Business financing for customers lets customers enroll in a payment plan to buy goods or services they wish to own but cannot afford the one-off payment. Like using a credit card, consumer financing enables your target customers to make more comfortable and faster-buying decisions. Besides, there is a higher chance of getting repeat business and an increased average order value.
However, just like other business decisions, consumer financing for small business comes with pros and cons. So, what are the risks involved in offering consumer financing for small businesses? In this post, we analyze the risks that a small business that is offering consumer financing faces. Are contemplating consumer financing for merchants and worried about the risks involved? Keep reading for an overview of the risks associated with customer financing.
1. Potential For Bad Debts
One of the most significant risks associated with consumer financing for merchants is the potential for bad debts. As you may be aware already, consumer financing translates to selling on debt. Unfortunately, not every customer will payback. Whether it is because of a sudden change of consumer’s financial state or undetected longer-term issue with financial stability, some consumers may never pay up the debts.
Fortunately, modern technology allows small businesses planning to venture consumer financing for merchants the opportunity to predict credit decisions with confidence. Therefore, lenders and enterprises offering customer-financing programs for small businesses can identify 30% more profitable borrowers. This is in contrast to using traditional credit screening.
Therefore, you do not need to worry about lousy debt anymore, as you can use the power of modern technology to analyze consumer data and make better financing decisions. This is through the use of AI techniques that search overlooked data points to identify more creditworthiness.
2. Cash Flow Constraints
Offering consumer financing for small business can affect business cash flow adversely.
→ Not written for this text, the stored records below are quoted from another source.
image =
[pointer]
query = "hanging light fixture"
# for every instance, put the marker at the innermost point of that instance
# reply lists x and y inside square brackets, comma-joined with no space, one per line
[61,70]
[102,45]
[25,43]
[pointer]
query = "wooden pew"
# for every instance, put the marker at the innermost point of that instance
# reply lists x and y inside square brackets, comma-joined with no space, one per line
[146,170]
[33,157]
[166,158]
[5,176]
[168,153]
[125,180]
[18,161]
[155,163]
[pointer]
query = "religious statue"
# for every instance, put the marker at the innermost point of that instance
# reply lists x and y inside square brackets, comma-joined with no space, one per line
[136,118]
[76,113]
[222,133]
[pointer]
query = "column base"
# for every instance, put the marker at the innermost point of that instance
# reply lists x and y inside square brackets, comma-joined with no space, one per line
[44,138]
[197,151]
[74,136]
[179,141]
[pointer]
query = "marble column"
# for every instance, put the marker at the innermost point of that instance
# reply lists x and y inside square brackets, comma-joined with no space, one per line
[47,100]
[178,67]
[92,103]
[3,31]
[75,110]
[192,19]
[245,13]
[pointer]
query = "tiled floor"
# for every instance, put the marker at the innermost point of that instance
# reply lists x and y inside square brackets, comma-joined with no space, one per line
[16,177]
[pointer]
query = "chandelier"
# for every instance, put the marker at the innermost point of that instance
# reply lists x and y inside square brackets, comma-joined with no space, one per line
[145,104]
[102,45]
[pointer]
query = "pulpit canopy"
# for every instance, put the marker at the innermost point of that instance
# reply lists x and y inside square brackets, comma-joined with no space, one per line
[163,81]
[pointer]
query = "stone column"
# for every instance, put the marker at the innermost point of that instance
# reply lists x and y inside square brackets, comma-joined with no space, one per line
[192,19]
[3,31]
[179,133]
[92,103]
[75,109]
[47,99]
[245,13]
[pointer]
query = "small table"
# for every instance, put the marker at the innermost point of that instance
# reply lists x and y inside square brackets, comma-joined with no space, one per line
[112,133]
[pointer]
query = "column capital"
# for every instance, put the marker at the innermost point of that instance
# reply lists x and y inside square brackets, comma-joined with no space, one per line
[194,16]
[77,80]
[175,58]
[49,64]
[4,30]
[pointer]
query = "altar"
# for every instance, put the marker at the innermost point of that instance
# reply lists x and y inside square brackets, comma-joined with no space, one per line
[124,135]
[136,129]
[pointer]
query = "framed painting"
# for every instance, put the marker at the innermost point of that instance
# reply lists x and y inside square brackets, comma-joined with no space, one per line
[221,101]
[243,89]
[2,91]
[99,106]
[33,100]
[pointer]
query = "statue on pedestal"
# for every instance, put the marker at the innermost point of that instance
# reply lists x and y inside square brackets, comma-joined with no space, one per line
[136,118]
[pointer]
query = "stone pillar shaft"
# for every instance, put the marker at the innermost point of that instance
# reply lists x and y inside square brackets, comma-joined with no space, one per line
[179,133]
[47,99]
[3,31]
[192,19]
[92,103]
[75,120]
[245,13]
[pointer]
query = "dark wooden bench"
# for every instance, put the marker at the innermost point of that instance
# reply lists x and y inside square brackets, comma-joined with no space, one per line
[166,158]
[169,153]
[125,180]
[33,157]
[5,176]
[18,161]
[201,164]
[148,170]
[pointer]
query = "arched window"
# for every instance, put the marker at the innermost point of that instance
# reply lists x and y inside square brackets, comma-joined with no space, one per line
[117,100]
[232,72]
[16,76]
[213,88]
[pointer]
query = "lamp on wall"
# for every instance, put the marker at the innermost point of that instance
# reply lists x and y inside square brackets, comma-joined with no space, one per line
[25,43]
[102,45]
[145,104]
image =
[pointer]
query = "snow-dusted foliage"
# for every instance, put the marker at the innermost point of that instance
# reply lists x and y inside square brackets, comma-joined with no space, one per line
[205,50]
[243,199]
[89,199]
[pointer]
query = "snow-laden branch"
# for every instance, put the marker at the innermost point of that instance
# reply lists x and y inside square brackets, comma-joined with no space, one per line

The effect occurs when many customers begin purchasing on credit. Therefore, depending on how fast your plan requires repayment, you could be left with little cash at hand to finance your operations.
Small businesses can use technologies that allow top employee monitoring software predictive data-driven insights to determine when to stop lending through the consumer-financing program. Through such technology, the company can reduce the risk of running into cash-flow problems. Therefore, you pay the suppliers on time while other business operations do not come to a stop due to uncollected debts.
An alternative solution to cash-flow problems when offering small business consumer financing is applying a short-term cash flow. Alternative lenders provide credit within 24 hours, so your business gets money to manage suppliers and normal business operations.
3. Problem Keeping Up With Accounts Receivable
There might be a problem with collecting payments for small businesses, especially sole proprietorship and even partnerships. This is especially where you do not have a full-time employee to follow up on repayments. Therefore, you may be forced to employ someone to be in charge of accounts receivable.
4. Legal Issues
With consumer financing for businesses, there is a possibility of disputes and conflicts. Customers could refute and challenge specific requirements or charges. Therefore, if you are not already briefed on the legal responsibilities, you may end up making decisions that result in a legal suit.
To avoid legal issues, you may want to hire an attorney to help you ensure no legal battle with customers. While this may feel overwhelming, you may want to leverage the options offered by different consumer financing companies. However, if you prefer running your customer financing service, you can hire an attorney or establish an in-house legal team depending on your business size.
Therefore, consumer financing of merchants comes with a set of challenges. All that a business needs to do is ensure proper strategizing to avert the obstacles. We have seen that modern AI-enabled systems can help a company make important decisions to do with consumer financing.
Therefore, consider investing in a system that allows you to check the customer information firsthand before approving the financing application.